TM: Do you think the city of Detroit is really coming back—or is there just a lot of hype about white hipsters moving in and a few pockets of prosperity?
DM: I just got back from Detroit yesterday. My family is all there and I’m dealing with some family health stuff. I’m there often because I’m on the board of the Detroit Public Theater. “Is Detroit coming back?” is a weird question. Coming back to what? I think everybody in the city, especially the people who’ve been there over the past 40 years, would like to see the city thrive. Anything that moves in that direction is exciting to everybody. But anything that disrupts or displaces the people who’ve been there through the turmoil—I think that’s going to feel really nasty. And that’s what it’s starting to feel like. I have about 300 family members in Detroit, and they run the gamut. There are different feelings. There’s an entrepreneurial spirit. There are born-and-raised Detroiters who feel they need to take ownership of their city.
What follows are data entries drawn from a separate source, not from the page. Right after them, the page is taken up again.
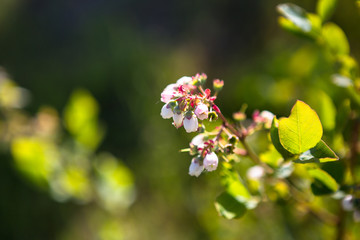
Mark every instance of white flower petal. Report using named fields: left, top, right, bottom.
left=184, top=114, right=199, bottom=133
left=246, top=166, right=265, bottom=180
left=195, top=103, right=209, bottom=120
left=160, top=104, right=174, bottom=119
left=341, top=195, right=354, bottom=211
left=173, top=113, right=184, bottom=128
left=189, top=158, right=204, bottom=177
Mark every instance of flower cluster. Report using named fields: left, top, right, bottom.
left=189, top=134, right=219, bottom=177
left=160, top=74, right=224, bottom=177
left=161, top=74, right=216, bottom=133
left=341, top=195, right=360, bottom=222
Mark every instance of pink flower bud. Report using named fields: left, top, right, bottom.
left=341, top=195, right=354, bottom=211
left=160, top=83, right=177, bottom=103
left=213, top=79, right=224, bottom=92
left=260, top=110, right=274, bottom=122
left=203, top=152, right=219, bottom=172
left=353, top=210, right=360, bottom=222
left=160, top=104, right=174, bottom=119
left=189, top=158, right=204, bottom=177
left=190, top=134, right=207, bottom=148
left=173, top=112, right=184, bottom=128
left=184, top=114, right=199, bottom=133
left=195, top=103, right=209, bottom=120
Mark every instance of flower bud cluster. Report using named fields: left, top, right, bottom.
left=341, top=195, right=360, bottom=222
left=160, top=74, right=216, bottom=133
left=189, top=134, right=219, bottom=177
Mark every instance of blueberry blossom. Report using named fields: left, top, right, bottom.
left=190, top=134, right=207, bottom=148
left=184, top=112, right=199, bottom=133
left=203, top=152, right=219, bottom=172
left=353, top=210, right=360, bottom=222
left=341, top=195, right=354, bottom=211
left=173, top=112, right=184, bottom=128
left=195, top=103, right=209, bottom=120
left=189, top=158, right=204, bottom=177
Here’s what I can really say. I know people who have moved to Detroit and started a business and they go on social media and say, “Hey, we’ve got this new restaurant, #NewDetroit.” And #NewDetroit really was pissing off #OldDetroit! There’s no bigger way to point out a blind spot over what it means to gentrify. Wait a minute, wait a minute, just wait a minute. If you really want to connect with a community and build within that community, you’ve got to deal with the people who are there. If you want to put a hashtag or a flag down, you’ve got to be really careful that you’re not planting that over somebody’s memories. It’s possible to have development without displacement, but I’m not sure that’s what’s happening in the city.
TM: I’m looking forward to the play about the newspaper strike. You got a title yet?
DM: No [laughs]. I don’t have anything yet. We’ll see if it happens.